The acute toxicity potential of of the test material was evaluated in both male and female Sprague Dawley rats, study methodology followed was equivalent to similar to OECD TG 401 and in accordance with the Principles of Good Laboratory practice (GLP) and under the conditions of the study, the LD50 in SD rats (combined sexes) was greater than 5.0 g/kg with 95% confidence limits ranging between 0 -27%.

Endpoint conclusion

Endpoint conclusion:

no adverse effect observed

Quality of whole database:

acceptable for assessment

Acute toxicity: via inhalation route

Endpoint conclusion

Endpoint conclusion:

no study available

Acute toxicity: via dermal route

Endpoint conclusion

Endpoint conclusion:

no adverse effect observed

Additional information

Acute Oral toxicity:

The acute toxicity potential of the test substance was evaluated in both male and female Sprague Dawley rats, study methodology followed was equivalent to similar to OECD TG 401 and in accordance with the Principles of Good Laboratory practice (GLP) and under the conditions of the study, the LD50 of the test substance in SD rats (combined sexes) was greater than 5.0 g/kg with 95% confidence limits ranging between 0 -27%.

Acute Dermal toxicity:

No reliable acute dermal toxicity studies are available for this substance. A study on a product containing the REACH substance as well as a solvent was performed at the Industrial Biotest laboratory prior to the introduction of GLP. Due to the concerns with data generated by that laboratory this study is consedered to be low reliability. However it does indicate that the substance has a low order of dermal toxicity and this is consistent with the acute oral toxicity data. Consequently it is justified to wiave the acute dermal toxicity study.
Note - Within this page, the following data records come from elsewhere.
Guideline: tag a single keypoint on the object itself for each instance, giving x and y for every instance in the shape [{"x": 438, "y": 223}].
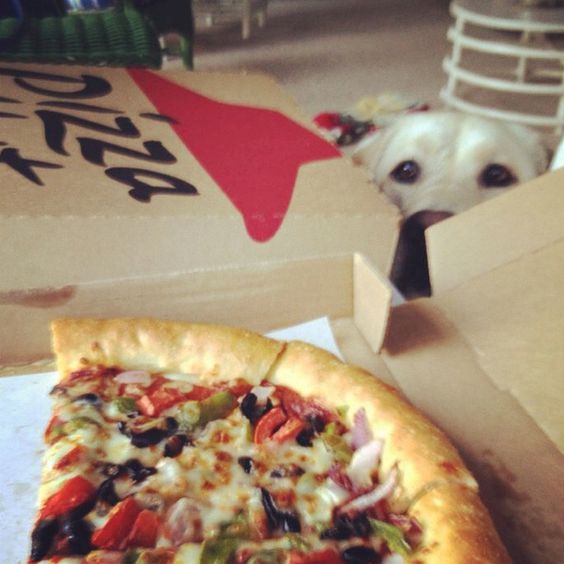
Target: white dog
[{"x": 436, "y": 164}]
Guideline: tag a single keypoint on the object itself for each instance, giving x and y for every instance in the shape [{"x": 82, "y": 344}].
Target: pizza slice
[{"x": 181, "y": 443}]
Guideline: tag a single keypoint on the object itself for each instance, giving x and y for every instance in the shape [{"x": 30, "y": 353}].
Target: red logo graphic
[{"x": 252, "y": 154}]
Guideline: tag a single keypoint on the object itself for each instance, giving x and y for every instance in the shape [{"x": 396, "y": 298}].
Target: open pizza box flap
[{"x": 484, "y": 356}]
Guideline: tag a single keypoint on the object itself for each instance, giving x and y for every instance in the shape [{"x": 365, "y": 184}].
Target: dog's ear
[
  {"x": 369, "y": 151},
  {"x": 533, "y": 141}
]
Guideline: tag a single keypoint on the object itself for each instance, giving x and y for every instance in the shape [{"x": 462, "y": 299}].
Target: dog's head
[{"x": 436, "y": 164}]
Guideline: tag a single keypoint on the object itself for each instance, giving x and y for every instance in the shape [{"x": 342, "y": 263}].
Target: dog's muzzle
[{"x": 410, "y": 271}]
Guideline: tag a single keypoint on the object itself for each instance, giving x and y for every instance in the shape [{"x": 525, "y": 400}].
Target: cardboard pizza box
[
  {"x": 481, "y": 357},
  {"x": 484, "y": 356},
  {"x": 114, "y": 173}
]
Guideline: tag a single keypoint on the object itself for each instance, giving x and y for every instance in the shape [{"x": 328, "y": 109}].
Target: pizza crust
[
  {"x": 457, "y": 527},
  {"x": 214, "y": 352},
  {"x": 436, "y": 488}
]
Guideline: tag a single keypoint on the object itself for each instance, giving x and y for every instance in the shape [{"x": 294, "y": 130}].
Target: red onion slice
[
  {"x": 393, "y": 558},
  {"x": 361, "y": 433},
  {"x": 363, "y": 463},
  {"x": 381, "y": 491}
]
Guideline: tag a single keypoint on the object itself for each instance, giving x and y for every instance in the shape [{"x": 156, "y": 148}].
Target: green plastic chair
[{"x": 125, "y": 35}]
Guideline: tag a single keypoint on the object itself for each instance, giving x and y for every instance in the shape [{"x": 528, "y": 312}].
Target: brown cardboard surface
[
  {"x": 513, "y": 317},
  {"x": 74, "y": 223},
  {"x": 498, "y": 231},
  {"x": 260, "y": 297},
  {"x": 520, "y": 471}
]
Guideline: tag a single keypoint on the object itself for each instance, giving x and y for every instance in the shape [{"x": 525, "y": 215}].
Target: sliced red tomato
[
  {"x": 50, "y": 433},
  {"x": 294, "y": 404},
  {"x": 71, "y": 457},
  {"x": 268, "y": 424},
  {"x": 114, "y": 533},
  {"x": 324, "y": 556},
  {"x": 145, "y": 529},
  {"x": 75, "y": 492},
  {"x": 198, "y": 393},
  {"x": 239, "y": 387},
  {"x": 289, "y": 430}
]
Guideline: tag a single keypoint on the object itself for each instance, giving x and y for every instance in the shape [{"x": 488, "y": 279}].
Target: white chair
[
  {"x": 526, "y": 41},
  {"x": 217, "y": 12}
]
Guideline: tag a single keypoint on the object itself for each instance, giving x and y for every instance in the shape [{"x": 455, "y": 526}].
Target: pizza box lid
[
  {"x": 112, "y": 173},
  {"x": 484, "y": 357}
]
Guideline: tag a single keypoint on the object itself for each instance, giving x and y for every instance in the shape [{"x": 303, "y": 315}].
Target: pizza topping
[
  {"x": 145, "y": 432},
  {"x": 253, "y": 409},
  {"x": 270, "y": 422},
  {"x": 393, "y": 536},
  {"x": 364, "y": 462},
  {"x": 174, "y": 445},
  {"x": 106, "y": 493},
  {"x": 88, "y": 398},
  {"x": 42, "y": 537},
  {"x": 183, "y": 523},
  {"x": 125, "y": 406},
  {"x": 279, "y": 476},
  {"x": 77, "y": 535},
  {"x": 287, "y": 521},
  {"x": 113, "y": 534},
  {"x": 134, "y": 377},
  {"x": 361, "y": 554},
  {"x": 361, "y": 433},
  {"x": 74, "y": 493},
  {"x": 246, "y": 463},
  {"x": 381, "y": 491}
]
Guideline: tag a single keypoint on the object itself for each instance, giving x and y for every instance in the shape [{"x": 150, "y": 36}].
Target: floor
[{"x": 330, "y": 53}]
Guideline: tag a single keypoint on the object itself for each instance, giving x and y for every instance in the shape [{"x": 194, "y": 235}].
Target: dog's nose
[{"x": 426, "y": 218}]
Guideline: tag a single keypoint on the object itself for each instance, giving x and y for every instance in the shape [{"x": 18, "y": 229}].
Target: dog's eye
[
  {"x": 497, "y": 176},
  {"x": 407, "y": 172}
]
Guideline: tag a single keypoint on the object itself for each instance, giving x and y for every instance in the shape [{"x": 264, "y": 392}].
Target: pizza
[{"x": 173, "y": 443}]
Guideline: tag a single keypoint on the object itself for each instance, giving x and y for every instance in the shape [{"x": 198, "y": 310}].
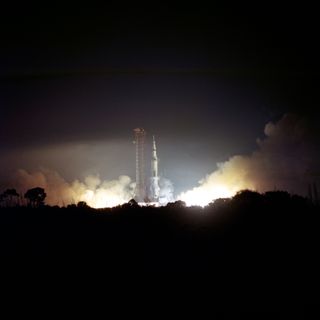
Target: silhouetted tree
[
  {"x": 35, "y": 196},
  {"x": 9, "y": 197},
  {"x": 82, "y": 204}
]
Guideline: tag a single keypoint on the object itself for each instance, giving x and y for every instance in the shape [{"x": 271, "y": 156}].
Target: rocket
[{"x": 154, "y": 183}]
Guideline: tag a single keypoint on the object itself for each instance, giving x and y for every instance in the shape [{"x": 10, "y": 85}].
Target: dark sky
[{"x": 205, "y": 79}]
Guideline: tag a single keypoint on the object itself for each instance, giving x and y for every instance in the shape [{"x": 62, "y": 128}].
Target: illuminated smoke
[
  {"x": 95, "y": 192},
  {"x": 282, "y": 161}
]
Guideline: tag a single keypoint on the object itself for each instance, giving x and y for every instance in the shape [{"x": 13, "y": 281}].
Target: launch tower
[{"x": 139, "y": 140}]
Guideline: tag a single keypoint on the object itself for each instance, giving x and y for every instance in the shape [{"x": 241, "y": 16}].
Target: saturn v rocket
[{"x": 154, "y": 179}]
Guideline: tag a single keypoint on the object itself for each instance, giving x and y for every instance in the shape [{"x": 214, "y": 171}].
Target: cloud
[
  {"x": 282, "y": 161},
  {"x": 93, "y": 190}
]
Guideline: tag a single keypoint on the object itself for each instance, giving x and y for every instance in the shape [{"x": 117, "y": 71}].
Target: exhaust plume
[
  {"x": 282, "y": 161},
  {"x": 95, "y": 192}
]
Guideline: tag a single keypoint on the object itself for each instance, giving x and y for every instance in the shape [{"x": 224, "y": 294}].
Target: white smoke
[
  {"x": 95, "y": 192},
  {"x": 281, "y": 161}
]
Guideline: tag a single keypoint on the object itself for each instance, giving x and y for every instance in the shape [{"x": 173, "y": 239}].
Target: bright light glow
[{"x": 203, "y": 196}]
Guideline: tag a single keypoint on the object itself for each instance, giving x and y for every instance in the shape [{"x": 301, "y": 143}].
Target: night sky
[{"x": 205, "y": 79}]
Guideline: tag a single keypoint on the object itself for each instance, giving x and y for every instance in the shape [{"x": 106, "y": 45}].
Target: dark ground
[{"x": 253, "y": 253}]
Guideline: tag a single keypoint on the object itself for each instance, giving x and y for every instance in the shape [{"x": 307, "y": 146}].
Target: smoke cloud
[
  {"x": 95, "y": 192},
  {"x": 284, "y": 160}
]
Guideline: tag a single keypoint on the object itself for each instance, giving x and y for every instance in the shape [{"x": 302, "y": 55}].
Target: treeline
[
  {"x": 33, "y": 197},
  {"x": 256, "y": 247}
]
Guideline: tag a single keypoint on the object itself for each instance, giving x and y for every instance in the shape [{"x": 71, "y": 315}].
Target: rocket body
[{"x": 154, "y": 183}]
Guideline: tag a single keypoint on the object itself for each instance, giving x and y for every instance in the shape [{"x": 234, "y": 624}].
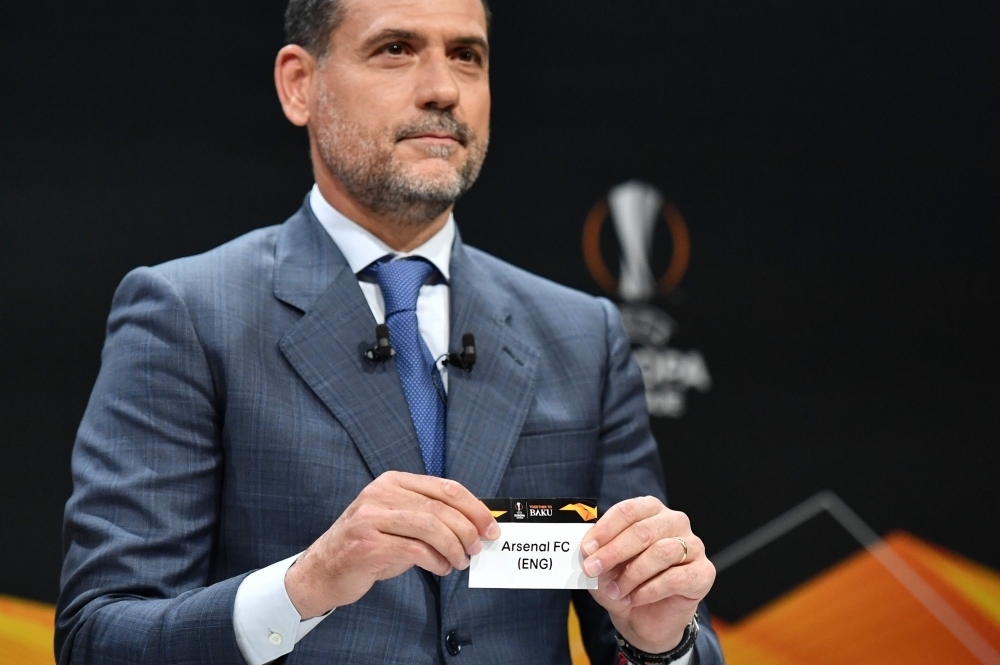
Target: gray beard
[{"x": 375, "y": 180}]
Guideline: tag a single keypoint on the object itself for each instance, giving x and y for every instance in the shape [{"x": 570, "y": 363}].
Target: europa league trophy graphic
[{"x": 635, "y": 209}]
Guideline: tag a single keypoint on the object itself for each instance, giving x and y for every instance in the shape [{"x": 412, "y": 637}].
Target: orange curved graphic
[{"x": 583, "y": 510}]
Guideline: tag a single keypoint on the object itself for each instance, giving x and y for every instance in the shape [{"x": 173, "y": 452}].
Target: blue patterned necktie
[{"x": 400, "y": 282}]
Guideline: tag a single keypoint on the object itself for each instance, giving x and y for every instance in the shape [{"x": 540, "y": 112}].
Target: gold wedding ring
[{"x": 684, "y": 545}]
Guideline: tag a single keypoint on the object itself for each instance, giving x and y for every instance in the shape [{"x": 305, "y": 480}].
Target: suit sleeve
[
  {"x": 629, "y": 466},
  {"x": 141, "y": 525}
]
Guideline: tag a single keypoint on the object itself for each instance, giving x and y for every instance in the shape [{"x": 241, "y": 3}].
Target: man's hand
[
  {"x": 400, "y": 520},
  {"x": 647, "y": 584}
]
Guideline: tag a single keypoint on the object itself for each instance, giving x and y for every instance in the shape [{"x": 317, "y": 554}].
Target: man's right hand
[{"x": 400, "y": 520}]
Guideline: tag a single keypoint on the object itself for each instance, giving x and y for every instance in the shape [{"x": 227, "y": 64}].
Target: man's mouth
[
  {"x": 441, "y": 129},
  {"x": 441, "y": 138}
]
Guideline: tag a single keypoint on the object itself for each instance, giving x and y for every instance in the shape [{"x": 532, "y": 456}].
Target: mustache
[{"x": 440, "y": 121}]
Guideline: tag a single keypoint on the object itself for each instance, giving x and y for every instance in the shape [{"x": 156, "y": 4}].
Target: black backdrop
[{"x": 836, "y": 163}]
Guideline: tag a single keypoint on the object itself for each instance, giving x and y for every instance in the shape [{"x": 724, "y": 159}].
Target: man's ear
[{"x": 293, "y": 71}]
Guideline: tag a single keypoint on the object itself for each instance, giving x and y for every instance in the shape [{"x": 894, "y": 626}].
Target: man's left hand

A summary of the acute dermal toxicity study is below:

The acute dermal toxicity potential of the test substance was evaluated in both male and female New Zealand White rabbits. 2 males and 2 females per dose group were dosed with either 6.8 or 10.2 g/kg of test material. There were no deaths in either dose groups. No untoward behavioral reactions were noted among any of the animals. Wrinkling of the skin at the application site was noted among animals in both groups by the seventh day of the l4-day observation period. By the end of the 14-day observation period escharosis was noted. The red color of the test material precluded evaluation of

the skin at the application site for erythema. No gross pathologic alterations were noted among any of the animals other than the dermal alterations previously described. The acute dermal LD50 of the test material in male and female New Zealand White Rabbits was determined to be > 10.2 g/kg

Justification for selection of acute toxicity – oral endpoint
Reliable study, equivalent to an OECD guideline study, conducted according to GLP

Justification for classification or non-classification

The Oral LD50 is greater than 2000 mg/kg bw and the available dermal toxicity data do not indicate any acute toxicity via this route. Based on these data this substance does not meet the criteria for classification for acute toxicity.